For instance, take a baby who was born with Down Syndrome, and because of that genetic defect also had a fatal heart defect. When the baby dies, is the cause of death listed as being due to Downs or the heart defect? — it can’t be listed as both! What about babies that are born premature and end up dying from a lung infection because of their prematurity — is the cause of death listed as prematurity or infection or something related to the lungs? This may have a big impact when looking at small statistics, such as those in the home-birth set. If a breech baby died from birth asphyxia because of complications with a breech vaginal birth, is it coded “birth asphyxia” or “complications from breech birth”? The first makes it look like home birth has excess neonatal mortality in low-risk women; the second makes it clear that this birth is in the higher-risk breech group. While most breech babies will do just fine being born vaginally, some will not.
I will also note that there were several babies born in the 37-42 week group that listed as the cause of death “extreme immaturity”! At term?
Maternal mortality is another term that I have the same difficulties with. You might think that all “maternal mortality” is just “women dying in childbirth”, like what used to happen in the “Dark Ages,” before clean water, antibiotics, blood transfusions, etc. — back when women had vitamin deficiencies that caused pelvic deformity, and doctors proudly refused to wash their hands, and even gloried in their bloody clothes! (Some of these things are still factors in maternal mortality in poor countries around the world.) But maternal mortality includes deaths of women during pregnancy or up to six weeks (or 1 year, depending on the definition) of the end of pregnancy, regardless of how it ended — miscarriage, abortion, stillbirth, or live birth. I don’t think abortion should be counted with maternal mortality; because it’s more precisely “anti-maternal” — it’s the refusal of a woman to become a mother to that child. I’ve read recent statistics that half of Romania’s maternal mortality is due to abortion (which ends about half of all pregnancies there), even though it is legal. “Unsafe abortion” is the fifth leading cause of maternal mortality worldwide, according to the World Health Organization. But, it is counted, so what I want or think doesn’t matter. That’s life.

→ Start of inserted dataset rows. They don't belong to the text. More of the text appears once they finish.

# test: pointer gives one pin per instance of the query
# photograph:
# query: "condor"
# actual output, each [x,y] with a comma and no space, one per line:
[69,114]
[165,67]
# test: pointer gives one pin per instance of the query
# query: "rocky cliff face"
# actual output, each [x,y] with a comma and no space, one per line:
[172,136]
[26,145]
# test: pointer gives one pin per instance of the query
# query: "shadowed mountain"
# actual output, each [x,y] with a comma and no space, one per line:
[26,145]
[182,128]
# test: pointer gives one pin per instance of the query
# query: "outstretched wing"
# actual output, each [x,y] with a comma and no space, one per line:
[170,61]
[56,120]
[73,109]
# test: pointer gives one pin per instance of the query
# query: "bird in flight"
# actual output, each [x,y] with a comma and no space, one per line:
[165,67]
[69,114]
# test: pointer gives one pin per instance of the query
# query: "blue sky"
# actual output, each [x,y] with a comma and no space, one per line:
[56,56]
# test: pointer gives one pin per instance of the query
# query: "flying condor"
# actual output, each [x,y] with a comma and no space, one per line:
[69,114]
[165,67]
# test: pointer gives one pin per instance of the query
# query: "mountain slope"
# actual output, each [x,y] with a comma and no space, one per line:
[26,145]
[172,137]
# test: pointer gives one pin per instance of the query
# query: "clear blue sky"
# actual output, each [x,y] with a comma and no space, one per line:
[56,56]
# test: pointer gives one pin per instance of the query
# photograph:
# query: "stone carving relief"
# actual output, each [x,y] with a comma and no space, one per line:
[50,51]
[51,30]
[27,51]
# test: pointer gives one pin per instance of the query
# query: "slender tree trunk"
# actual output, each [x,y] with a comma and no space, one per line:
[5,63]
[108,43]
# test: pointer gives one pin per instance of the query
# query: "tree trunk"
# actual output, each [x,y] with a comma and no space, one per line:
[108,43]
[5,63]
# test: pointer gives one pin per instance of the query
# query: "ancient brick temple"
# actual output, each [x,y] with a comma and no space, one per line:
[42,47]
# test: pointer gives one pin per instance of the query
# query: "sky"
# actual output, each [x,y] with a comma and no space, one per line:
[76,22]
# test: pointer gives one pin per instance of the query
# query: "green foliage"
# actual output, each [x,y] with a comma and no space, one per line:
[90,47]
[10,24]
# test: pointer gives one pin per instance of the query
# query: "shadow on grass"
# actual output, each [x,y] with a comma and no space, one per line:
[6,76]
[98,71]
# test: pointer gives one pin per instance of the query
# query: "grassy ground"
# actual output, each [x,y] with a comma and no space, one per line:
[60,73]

I know someone who had a near-lethal complication from her C-section (which was necessitated due to preeclampsia that threatened her life or health as well as that of her baby) — her incision became horribly infected; and she also developed blood clots in her legs, which could have traveled to her heart, lungs, or brain and killed her or seriously disabled her. If she had died, would her C-section have even been implicated? Her “cause of death” would have been listed as “infection,” or possibly “stroke” or “heart attack from blood clots”. But the infection was because of the C-section; and the leg clots developed due to being immobile because of the C-section and subsequent infection (having to stay in bed in the hospital). So, had she died, only the immediate cause of death would have been listed, and not the true cause, the underlying reason, which was “complications from a C-section.”

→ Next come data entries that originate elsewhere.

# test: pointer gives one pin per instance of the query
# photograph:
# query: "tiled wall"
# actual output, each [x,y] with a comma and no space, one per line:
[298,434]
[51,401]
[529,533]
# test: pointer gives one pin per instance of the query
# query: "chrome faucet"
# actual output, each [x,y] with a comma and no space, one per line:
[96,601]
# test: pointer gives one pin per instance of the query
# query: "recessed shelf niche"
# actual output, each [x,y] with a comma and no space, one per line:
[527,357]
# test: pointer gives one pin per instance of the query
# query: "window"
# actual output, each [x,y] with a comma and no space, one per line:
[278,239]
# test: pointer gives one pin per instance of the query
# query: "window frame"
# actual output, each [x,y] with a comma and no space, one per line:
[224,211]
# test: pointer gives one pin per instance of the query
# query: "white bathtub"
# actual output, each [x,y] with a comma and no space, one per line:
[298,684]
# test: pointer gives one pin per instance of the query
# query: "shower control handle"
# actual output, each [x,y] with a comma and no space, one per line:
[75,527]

And there is this article, in which the author demonstrates a deliberate under-reporting of maternal mortality, by coding abortion deaths as being due to some factor — any factor — other than abortion:
Furthermore, the cover-up of abortion-related deaths has actually been furthered by the World Health Organization’s coding rule number 12 of the International Classification of Diseases. This rule requires that deaths due to medical and surgical treatment must be reported under the complication of the procedure (embolism, for example) and not under the condition for treatment (elective abortion). According to researcher Isabelle Bégin:
In effect, this makes the “abortion” category a “ghost” category under which it is simply impossible to code a death due to abortion.

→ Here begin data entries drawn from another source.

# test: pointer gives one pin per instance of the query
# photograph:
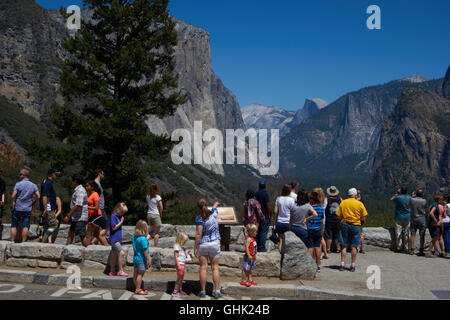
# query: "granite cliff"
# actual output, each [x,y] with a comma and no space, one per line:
[414,146]
[343,137]
[30,58]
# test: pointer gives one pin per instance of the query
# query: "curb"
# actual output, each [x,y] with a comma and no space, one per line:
[231,288]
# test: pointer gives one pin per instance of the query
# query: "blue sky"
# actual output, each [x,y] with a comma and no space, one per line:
[282,52]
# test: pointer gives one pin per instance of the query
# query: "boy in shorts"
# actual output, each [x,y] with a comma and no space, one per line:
[250,256]
[115,237]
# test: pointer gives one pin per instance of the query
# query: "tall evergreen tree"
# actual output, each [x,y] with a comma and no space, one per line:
[122,68]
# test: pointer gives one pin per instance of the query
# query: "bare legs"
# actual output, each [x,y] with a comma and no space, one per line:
[215,271]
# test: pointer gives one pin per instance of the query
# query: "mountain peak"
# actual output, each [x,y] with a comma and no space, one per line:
[319,102]
[416,78]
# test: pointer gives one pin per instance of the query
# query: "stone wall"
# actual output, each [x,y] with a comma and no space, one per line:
[34,254]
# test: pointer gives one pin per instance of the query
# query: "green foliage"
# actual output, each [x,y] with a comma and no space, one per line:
[122,68]
[180,214]
[22,128]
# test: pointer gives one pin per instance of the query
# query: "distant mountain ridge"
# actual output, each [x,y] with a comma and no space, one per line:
[414,148]
[258,116]
[311,107]
[343,138]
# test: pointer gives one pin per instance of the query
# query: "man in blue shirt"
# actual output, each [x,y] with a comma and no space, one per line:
[402,219]
[263,198]
[48,204]
[22,196]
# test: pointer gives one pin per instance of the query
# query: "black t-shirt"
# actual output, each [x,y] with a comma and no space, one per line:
[330,212]
[263,198]
[48,190]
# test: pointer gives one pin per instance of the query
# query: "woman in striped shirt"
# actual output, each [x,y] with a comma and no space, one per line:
[315,228]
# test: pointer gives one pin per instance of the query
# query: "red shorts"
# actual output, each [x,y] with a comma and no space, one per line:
[180,271]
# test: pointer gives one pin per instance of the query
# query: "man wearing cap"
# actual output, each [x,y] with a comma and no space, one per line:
[332,221]
[78,215]
[2,197]
[402,219]
[351,212]
[22,197]
[48,204]
[263,198]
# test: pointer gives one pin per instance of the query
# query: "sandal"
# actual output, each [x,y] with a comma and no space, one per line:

If this is true of abortion, I can only assume it to be true of all other types of maternal mortality. The CDC admits at least a 30% under-reporting of maternal mortality (although they don’t specify anything about the unreported or underreported deaths). But when statistics have no meaning, because the true cause of death is vague, obscure, or outright denied, how are things supposed to get any better? If we don’t know the reasons why women or babies die, how can we keep it from happening?
Finally, a few different doulas and childbirth educators on one of my email lists have said that stats at their local hospitals are similarly “scrubbed” as regards C-sections. At first, I wondered how that could happen — after all, it’s “vaginal birth” or “C-section” right? Well, one woman said that if there was a placental abruption, then that is what is put down — “PA” — not C-section. So, the C-section rate looks lower than it really is.